This led Zaharchuk to Yorkville University’s Bachelor of Business Administration program, from which she graduated in December of 2016.

“I felt there was something lacking in myself knowledge-wise in terms of my being able to fulfil my role as principal—espcially because [Tall Pines] is a for-profit school,” said Zaharchuk.

“I was still teaching [when I became] heavily involved in decision-making as to the direction the school would go. As time progressed, there were different things I would learn and bring to the school.”

Running a school is very much like a business, and Zaharchuk was committed to making Tall Pines a success not only academically, but business-wise.

“I didn’t feel I had the necessary background that I thought was important for me to have, and I was trying to figure out, ‘How the heck am I going to do this’, while still working full-time.”

Yorkville’s BBA program had all the elements that would allow Zaharchuk to pursue her degree, and to remain working full-time.

“I was in the car, listening to the radio when [Yorkville University] was mentioned.  So, I contacted [one of Yorkville’s admissions advisors], and I found out that it was do-able,” she said.

Initially, Zaharchuk did consider pursuing a Master of Business Administration since she already had a Bachelor’s degree. And before settling on Yorkville University’s Bachelor of Business Administration, she considered several other programs through other institutions.

“‘Why even bother with a BBA, you can just apply to our Master’s program and get it done in a year,” Zaharchuk recalled others saying to her.

“But I felt that it would have been too much too soon, and I didn’t have that business foundation.  Doing the Bachelor of Business Administration program at Yorkville University really provided me with the foundation that I needed.”

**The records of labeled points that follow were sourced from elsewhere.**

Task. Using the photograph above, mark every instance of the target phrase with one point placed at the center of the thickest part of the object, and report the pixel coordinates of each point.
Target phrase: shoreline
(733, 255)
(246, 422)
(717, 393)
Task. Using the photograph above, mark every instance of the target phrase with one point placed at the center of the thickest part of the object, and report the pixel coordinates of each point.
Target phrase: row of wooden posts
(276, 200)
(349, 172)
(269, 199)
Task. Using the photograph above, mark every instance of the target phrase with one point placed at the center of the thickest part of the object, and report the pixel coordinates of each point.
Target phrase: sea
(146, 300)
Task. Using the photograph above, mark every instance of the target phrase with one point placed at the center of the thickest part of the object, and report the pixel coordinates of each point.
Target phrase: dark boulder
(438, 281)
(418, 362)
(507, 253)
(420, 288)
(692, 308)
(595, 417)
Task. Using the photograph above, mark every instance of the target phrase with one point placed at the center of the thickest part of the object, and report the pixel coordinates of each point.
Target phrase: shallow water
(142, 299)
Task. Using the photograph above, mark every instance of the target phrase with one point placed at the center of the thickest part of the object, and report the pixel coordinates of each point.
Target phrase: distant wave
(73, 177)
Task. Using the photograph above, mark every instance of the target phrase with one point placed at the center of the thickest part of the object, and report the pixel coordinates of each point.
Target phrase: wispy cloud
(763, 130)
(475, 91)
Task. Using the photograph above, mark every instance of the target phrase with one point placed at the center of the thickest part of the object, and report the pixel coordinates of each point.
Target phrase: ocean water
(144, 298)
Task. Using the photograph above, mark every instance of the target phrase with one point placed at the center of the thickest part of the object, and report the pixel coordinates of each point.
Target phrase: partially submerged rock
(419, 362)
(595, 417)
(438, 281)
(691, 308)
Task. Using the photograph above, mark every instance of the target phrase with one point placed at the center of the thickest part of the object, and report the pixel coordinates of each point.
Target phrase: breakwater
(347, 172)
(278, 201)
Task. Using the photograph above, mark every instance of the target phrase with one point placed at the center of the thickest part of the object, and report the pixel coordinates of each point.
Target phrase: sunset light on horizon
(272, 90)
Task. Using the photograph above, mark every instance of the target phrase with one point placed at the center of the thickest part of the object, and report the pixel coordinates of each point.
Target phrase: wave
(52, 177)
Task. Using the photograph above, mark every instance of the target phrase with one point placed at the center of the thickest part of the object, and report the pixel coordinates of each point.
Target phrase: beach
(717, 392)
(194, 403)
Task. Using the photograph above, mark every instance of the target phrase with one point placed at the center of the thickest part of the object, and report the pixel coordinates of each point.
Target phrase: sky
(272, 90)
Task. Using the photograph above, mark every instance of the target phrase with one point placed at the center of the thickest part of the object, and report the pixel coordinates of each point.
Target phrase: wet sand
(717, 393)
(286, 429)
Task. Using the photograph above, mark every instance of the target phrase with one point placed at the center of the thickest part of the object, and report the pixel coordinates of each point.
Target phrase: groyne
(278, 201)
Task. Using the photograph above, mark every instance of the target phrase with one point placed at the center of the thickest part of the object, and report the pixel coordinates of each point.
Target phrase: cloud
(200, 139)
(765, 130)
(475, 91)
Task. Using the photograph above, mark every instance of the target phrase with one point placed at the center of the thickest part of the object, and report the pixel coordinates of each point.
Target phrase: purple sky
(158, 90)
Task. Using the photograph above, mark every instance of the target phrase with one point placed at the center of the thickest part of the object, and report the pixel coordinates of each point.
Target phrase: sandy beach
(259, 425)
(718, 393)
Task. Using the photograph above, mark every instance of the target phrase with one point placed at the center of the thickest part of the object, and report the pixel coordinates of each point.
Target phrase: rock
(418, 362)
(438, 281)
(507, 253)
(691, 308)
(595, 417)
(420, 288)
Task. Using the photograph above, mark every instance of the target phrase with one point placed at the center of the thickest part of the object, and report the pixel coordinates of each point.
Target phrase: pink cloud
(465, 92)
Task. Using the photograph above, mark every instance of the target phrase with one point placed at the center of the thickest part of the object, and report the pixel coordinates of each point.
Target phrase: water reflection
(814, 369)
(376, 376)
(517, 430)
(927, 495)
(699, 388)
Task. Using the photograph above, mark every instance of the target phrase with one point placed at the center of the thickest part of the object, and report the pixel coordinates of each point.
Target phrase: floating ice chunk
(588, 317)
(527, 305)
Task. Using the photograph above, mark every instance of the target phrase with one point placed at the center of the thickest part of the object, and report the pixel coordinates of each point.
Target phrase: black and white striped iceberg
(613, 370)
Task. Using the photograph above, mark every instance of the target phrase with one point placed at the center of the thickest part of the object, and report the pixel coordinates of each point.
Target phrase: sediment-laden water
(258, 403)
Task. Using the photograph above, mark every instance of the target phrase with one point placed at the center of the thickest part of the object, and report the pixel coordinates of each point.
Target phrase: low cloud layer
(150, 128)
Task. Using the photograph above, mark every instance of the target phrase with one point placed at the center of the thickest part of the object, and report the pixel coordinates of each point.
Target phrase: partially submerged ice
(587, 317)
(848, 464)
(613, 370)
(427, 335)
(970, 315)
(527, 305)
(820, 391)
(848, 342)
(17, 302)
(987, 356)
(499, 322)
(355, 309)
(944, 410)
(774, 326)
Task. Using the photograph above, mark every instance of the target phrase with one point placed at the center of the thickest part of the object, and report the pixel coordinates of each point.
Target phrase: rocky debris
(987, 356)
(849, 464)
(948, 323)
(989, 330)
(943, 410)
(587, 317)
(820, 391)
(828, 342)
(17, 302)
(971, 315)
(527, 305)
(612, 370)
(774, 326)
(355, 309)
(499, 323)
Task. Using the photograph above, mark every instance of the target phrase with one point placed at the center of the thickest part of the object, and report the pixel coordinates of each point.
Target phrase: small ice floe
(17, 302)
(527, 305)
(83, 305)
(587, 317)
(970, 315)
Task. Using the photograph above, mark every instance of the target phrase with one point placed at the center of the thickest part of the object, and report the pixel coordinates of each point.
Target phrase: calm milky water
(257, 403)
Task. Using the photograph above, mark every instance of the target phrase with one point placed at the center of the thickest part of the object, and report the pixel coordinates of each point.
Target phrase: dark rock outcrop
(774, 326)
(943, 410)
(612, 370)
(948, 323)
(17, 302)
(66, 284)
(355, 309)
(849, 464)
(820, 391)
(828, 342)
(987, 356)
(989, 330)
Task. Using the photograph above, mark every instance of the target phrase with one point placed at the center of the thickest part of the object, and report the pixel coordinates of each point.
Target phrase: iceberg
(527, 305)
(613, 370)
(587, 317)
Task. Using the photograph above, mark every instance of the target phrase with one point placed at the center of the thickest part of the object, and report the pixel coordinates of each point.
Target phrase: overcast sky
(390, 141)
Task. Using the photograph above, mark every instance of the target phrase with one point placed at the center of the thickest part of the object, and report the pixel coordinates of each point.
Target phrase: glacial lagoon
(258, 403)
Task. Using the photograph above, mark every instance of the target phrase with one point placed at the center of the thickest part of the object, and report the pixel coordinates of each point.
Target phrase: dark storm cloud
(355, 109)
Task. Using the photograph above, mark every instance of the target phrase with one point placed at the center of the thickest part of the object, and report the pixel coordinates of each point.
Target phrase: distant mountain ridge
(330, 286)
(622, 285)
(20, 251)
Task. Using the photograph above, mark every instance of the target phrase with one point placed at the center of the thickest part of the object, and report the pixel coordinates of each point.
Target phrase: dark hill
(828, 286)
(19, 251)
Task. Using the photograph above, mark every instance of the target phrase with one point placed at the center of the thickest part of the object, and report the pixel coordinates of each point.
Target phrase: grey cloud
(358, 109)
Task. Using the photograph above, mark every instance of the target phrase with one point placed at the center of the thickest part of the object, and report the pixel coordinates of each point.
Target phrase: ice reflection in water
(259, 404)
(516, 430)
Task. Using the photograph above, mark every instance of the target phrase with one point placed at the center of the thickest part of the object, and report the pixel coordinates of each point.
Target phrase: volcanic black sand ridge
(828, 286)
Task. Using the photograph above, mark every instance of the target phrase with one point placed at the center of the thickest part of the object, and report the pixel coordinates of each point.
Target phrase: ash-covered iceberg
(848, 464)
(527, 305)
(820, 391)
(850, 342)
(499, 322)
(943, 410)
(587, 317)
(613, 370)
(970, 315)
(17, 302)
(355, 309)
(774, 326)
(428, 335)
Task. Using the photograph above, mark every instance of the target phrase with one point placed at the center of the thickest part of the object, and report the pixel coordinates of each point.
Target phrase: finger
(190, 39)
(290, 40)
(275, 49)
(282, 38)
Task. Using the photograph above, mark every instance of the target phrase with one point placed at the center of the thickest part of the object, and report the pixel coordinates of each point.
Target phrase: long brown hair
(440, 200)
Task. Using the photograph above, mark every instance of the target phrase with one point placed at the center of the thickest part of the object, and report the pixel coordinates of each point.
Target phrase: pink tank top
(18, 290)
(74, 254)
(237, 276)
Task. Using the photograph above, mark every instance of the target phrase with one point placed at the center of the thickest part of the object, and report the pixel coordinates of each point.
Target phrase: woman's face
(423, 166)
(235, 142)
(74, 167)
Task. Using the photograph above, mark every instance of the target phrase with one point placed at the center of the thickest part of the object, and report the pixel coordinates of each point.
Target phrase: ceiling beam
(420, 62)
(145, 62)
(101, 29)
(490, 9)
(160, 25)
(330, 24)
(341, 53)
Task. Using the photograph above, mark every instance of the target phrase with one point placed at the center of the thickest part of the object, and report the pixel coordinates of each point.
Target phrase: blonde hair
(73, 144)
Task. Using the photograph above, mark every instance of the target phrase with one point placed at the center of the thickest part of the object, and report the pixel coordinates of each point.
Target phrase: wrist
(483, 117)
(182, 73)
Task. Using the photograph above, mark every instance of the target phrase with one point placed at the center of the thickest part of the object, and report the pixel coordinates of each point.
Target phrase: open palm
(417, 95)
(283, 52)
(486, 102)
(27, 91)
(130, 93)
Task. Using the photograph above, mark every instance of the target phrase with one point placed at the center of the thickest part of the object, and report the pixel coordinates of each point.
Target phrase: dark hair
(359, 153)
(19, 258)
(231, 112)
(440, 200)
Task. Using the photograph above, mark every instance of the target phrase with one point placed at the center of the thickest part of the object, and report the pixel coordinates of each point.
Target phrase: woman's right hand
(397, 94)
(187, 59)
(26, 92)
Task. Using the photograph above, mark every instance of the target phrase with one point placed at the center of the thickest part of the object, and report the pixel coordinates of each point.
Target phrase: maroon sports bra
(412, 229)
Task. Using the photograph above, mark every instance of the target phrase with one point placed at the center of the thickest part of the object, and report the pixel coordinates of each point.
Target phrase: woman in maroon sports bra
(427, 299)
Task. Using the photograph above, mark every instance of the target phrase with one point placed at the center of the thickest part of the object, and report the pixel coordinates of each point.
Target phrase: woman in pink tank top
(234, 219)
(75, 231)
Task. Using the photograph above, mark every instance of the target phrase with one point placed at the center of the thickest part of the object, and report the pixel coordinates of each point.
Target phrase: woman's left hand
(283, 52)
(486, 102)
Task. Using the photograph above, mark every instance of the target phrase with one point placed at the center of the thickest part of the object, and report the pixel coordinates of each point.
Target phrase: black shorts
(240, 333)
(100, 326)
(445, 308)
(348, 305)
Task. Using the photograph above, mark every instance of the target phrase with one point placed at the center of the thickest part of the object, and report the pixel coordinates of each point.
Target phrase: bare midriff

Although Yorkville’s Bachelor of Business Administration program is challenging, Zaharchuk thrived, thanks in part to Yorkville’s flexible delivery.

“There was no brick and mortar; I didn’t have to travel anywhere.  The ease and comfort of doing it at my pace was important to me.  Also, I was extremely driven,” Zaharhuk recounted, referring to the fact that she successfully finished two courses in one, allowing her to graduate in the late fall, rather than the following spring.

Not only did her time as a student at Yorkville give her the groundwork needed to effectively manage the business side of her role as principal of Tall Pines School, but she was able to work on projects that had immediate relevance to her ongoing work.

“One of the courses that I studied involved actually creating a strategic plan for my place of employment.  I presented that plan to the owner of the school, and she was more than impressed,” said Zaharchuk.

“[My BBA] is really going to help [Tall Pines School] moving forward.”

A significant component of Zaharchuk’s strategic plan involved putting together a roadmap for boosting enrolment at Tall Pines School.

“There are so many aspects that one has to consider.  There is the strategic management component, and the marketing that’s involved, and the organizational behaviour that has to be taken into account within a school,” Zaharchuk explained.

Yorkville’s program allowed me to also realize and recognize the importance of doing an operational audit, which helped me and others around me understand what our weaknesses and loopholes were; where we should be cutting back, and areas we should be spending on.”

While it may seem as though Zaharchuk took the conservative route in pursuing a second Bachelor’s degree rather than launching into a Master’s, she continues to look to the possibility of enhancing her education even further.

“I’ve talked about doing a Master’s for sure, and I’ve looked at Yorkville again—I know they offer a Master of Arts in Educational Leadership, which is something that is of interest to me, obviously, considering the position I’m in,” she said.